Дело кончилось тем, что Трибунал отказался от приобщения незаверенных копий протоколов к документам процесса, но не допустить обнародования их содержания Руденко не удалось.

Я опускаю здесь многие подробности и вспоминаю только то волнение, которое охватило нас, представителей Советского Союза, впервые узнавших о существовании письменных свидетельств тайного сговора Сталина с Гитлером. Позволю себе обратить ваше внимание на то, что каждый из нас узнал о существовании этих секретных документов и их содержании не у себя дома, за письменным столом. Нет! Мы услышали об этом в зале заседаний Международного суда, заполненном чужими, внимательными слушателями, представителями разных народов и стран, профессий и убеждений. А если к этому добавить, что кое-кто сидел еще и в кабине синхронного перевода и должен был с предельной точностью доносить до присутствующих в переводе на русский язык смысл каждого выступления, каждой молниеносной реплики и замечания, в моем случае — немецко-говорящих участников диалога, при этом сохраняя спокойствие и ничем не выдавая своих чувств и своего отношения к происходящему… Тогда-то вы и поймете, с какими психологическими трудностями сталкивается человек, по воле судьбы ставший нежданно-негаданно участником такого события, как Международный процесс в Нюрнберге.
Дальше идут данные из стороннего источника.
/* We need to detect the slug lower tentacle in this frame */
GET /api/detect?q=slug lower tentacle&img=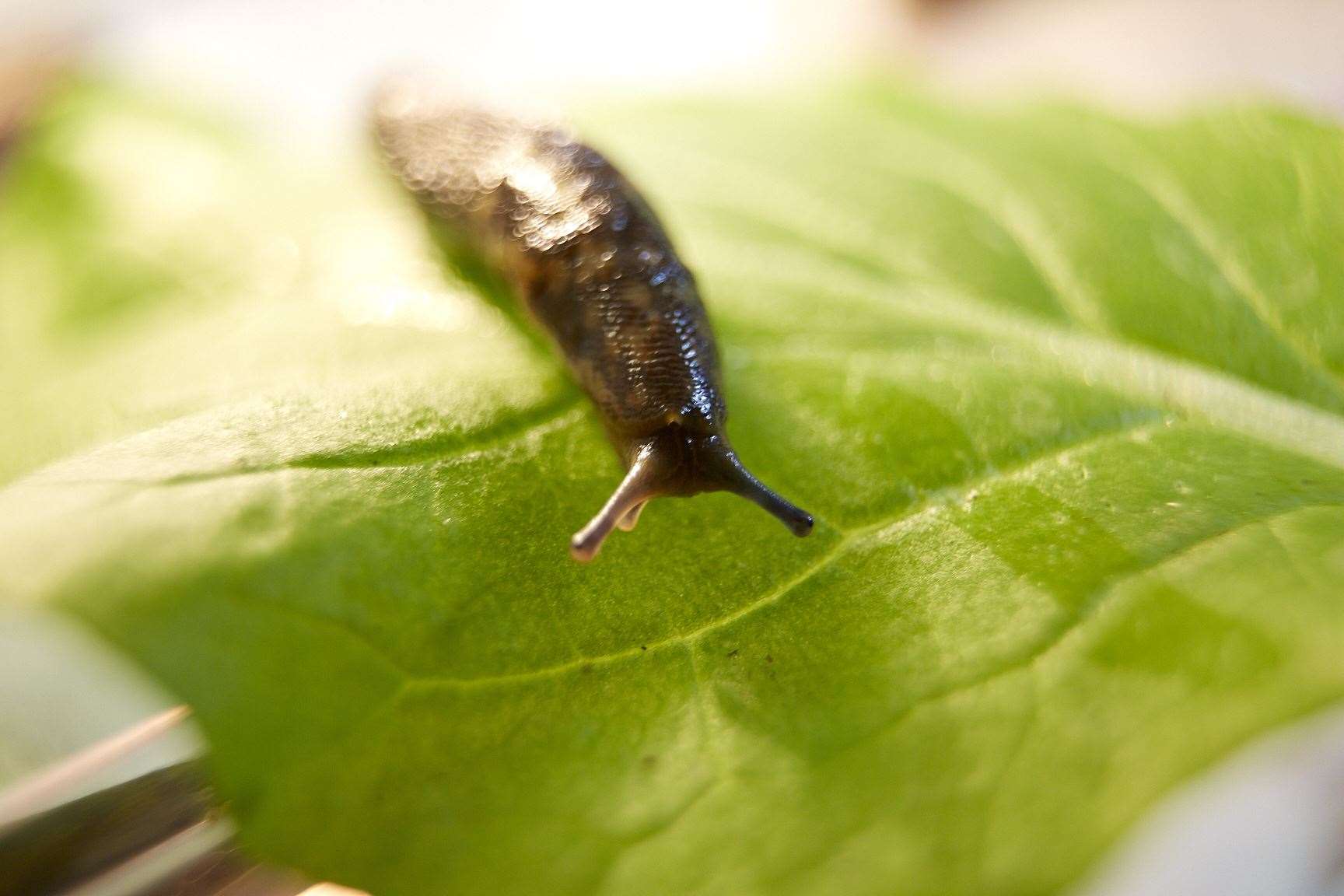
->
[375,83,812,560]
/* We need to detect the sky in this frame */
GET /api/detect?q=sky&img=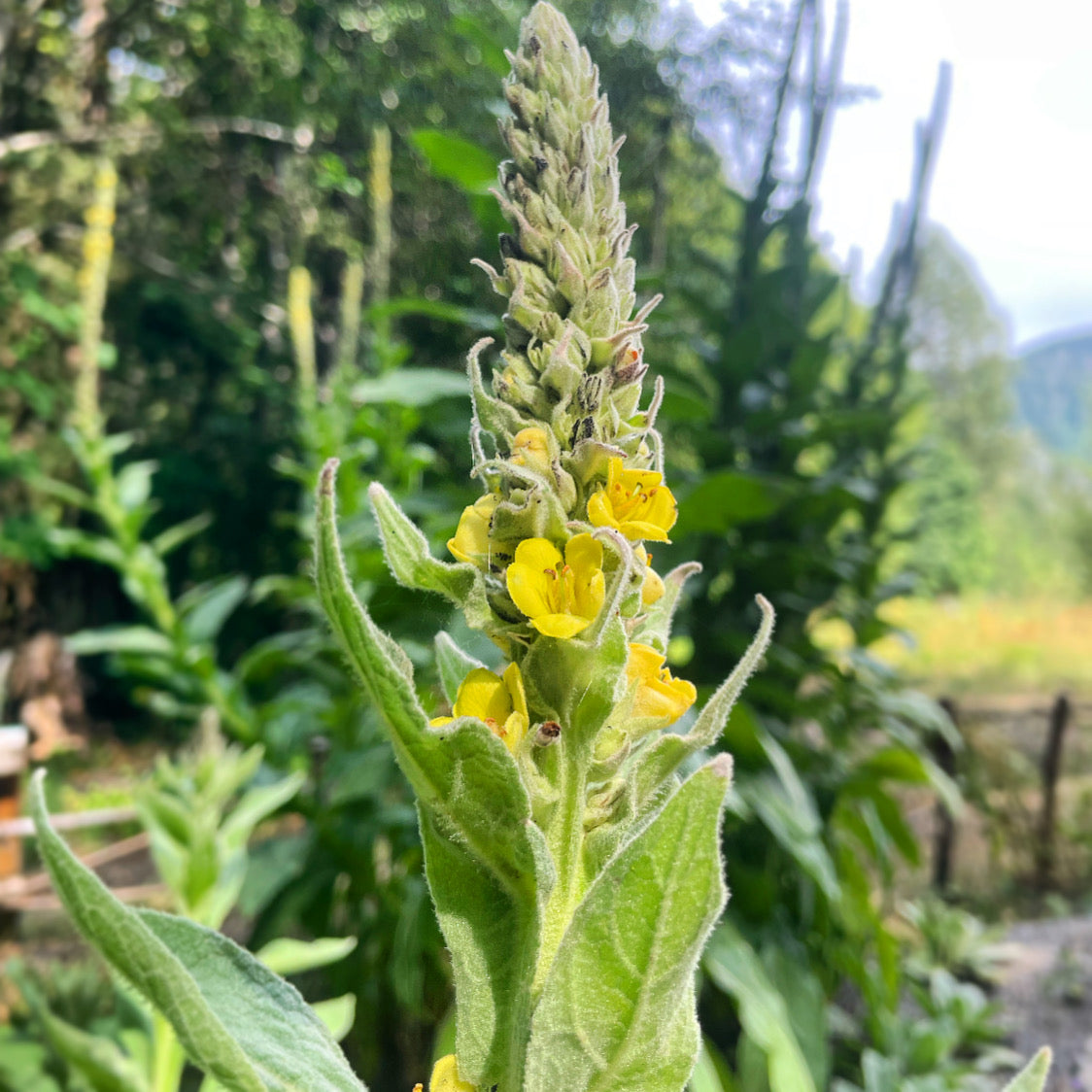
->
[695,0,1092,346]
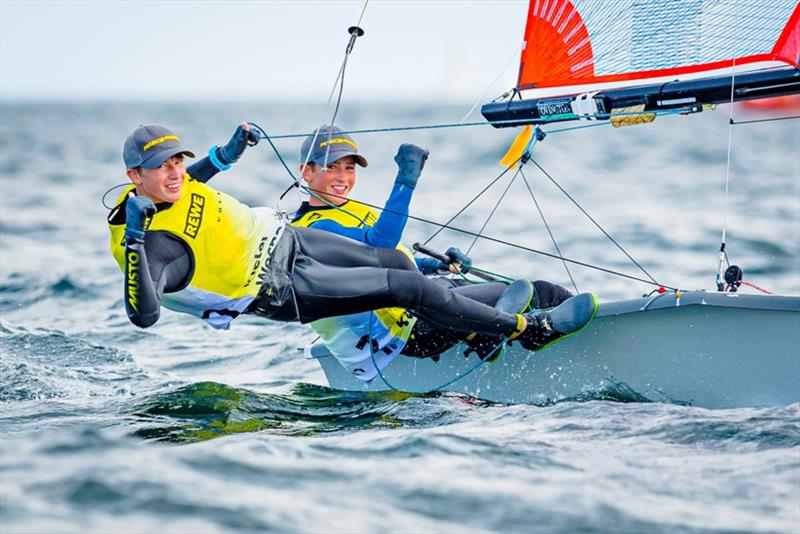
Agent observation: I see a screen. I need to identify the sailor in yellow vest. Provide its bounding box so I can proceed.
[108,124,596,368]
[292,125,571,381]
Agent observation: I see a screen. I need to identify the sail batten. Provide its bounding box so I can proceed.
[482,0,800,125]
[517,0,800,88]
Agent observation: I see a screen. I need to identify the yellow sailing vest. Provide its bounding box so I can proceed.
[109,174,283,328]
[291,200,417,380]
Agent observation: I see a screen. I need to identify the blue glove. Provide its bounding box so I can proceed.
[216,124,259,166]
[444,247,472,274]
[125,196,156,243]
[394,143,430,189]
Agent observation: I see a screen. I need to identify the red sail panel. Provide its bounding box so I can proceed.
[518,0,800,89]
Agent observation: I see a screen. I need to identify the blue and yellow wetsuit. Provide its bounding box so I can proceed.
[292,188,506,381]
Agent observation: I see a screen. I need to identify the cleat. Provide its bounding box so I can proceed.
[464,280,533,362]
[514,293,597,350]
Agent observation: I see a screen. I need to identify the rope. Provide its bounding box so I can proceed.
[467,165,522,256]
[255,118,677,290]
[531,158,660,289]
[520,171,580,293]
[730,115,800,126]
[717,1,738,291]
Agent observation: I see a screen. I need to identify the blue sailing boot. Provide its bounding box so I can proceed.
[464,280,534,362]
[513,293,597,350]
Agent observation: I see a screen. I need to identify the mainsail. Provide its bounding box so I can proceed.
[482,0,800,126]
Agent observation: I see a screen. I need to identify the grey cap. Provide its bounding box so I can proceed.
[122,124,194,169]
[300,124,367,167]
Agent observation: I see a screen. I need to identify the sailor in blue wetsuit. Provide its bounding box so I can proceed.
[282,125,571,380]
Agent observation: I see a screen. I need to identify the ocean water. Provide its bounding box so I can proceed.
[0,101,800,534]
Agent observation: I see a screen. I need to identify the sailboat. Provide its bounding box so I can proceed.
[307,0,800,408]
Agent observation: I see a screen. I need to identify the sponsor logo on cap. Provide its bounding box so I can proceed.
[142,135,181,152]
[319,137,358,150]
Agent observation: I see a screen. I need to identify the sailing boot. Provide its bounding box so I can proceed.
[510,293,597,350]
[464,280,534,362]
[533,280,572,310]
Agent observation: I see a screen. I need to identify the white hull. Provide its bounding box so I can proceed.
[312,292,800,408]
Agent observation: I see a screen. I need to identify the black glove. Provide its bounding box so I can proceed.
[125,196,156,243]
[394,143,430,189]
[217,124,259,165]
[444,247,472,274]
[419,258,450,275]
Я сознательно не упоминаю здесь о профессиональных трудностях перевода. О них надо говорить особо.

Слушая обвинителей, защитников, свидетелей и, конечно, Риббентропа, я всё время возвращалась в предвоенные годы и невольно вспоминала то чувство неотвратимой беды, которое не покидало меня после визитов в Москву нацистского министра иностранных дел.